Me está gustando este volumen que pide ser leído lentamente (y que ha llegado a mí cuando yo no puedo leer de otra manera), porque nos revela una gran verdad: que en algunas ocasiones son «los buenos» los que nos hacen daño y en otras son «los malos» los que nos salvan. También que nosotros estamos a uno u otro lado de la línea, en función de las circunstancias… o de quién sea el otro… o, sencillamente, del ángulo de la vida desde el que se nos observe.
Siempre he creído que las disputas por conseguir el papel de víctima (o el de villano, que eso también lo he visto), por absurdas e inútiles, no merecen la pena, pero mientras más leo a Atwood, más me reafirmo en ese convencimiento, que me atrevo a creer que compartimos.
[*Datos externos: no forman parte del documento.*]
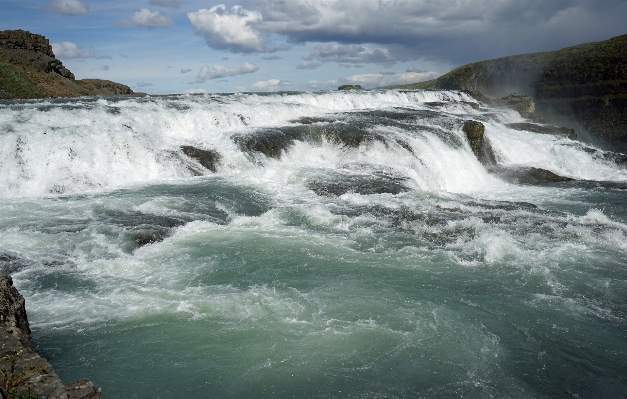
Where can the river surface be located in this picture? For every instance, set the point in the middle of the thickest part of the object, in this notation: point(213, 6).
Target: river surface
point(312, 245)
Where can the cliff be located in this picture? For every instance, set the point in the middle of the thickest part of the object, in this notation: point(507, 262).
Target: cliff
point(584, 86)
point(29, 69)
point(23, 373)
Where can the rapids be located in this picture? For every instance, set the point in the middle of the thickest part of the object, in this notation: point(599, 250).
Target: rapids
point(323, 245)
A M. la conocí hace muy poco, al retornar a mi antiguo trabajo. Es una mujer poco agraciada (me resisto a decir «fea») y lo sabe. Bromea con ello y con el hecho de haber dado por inútiles hace mucho tiempo los tratamientos que prometen belleza en un instante… o en dos. Tal vez por eso se ha centrado en su propio contenido «ya que la naturaleza ha sido tan ingrata con mi continente» (sic). Me dice que su pasión es la lectura, que devora los libros y que el camino que más recorre, después del que la conduce hasta su trabajo, a horas más tempranas todavía que la mía, es el que la lleva a la biblioteca del pueblo cercano a Barcelona en el que reside. Le gustan los novelones y le recomiendo «Fortunata y Jacinta», pero ya lo ha leído,»¡qué hartura de llorar, madre mía!».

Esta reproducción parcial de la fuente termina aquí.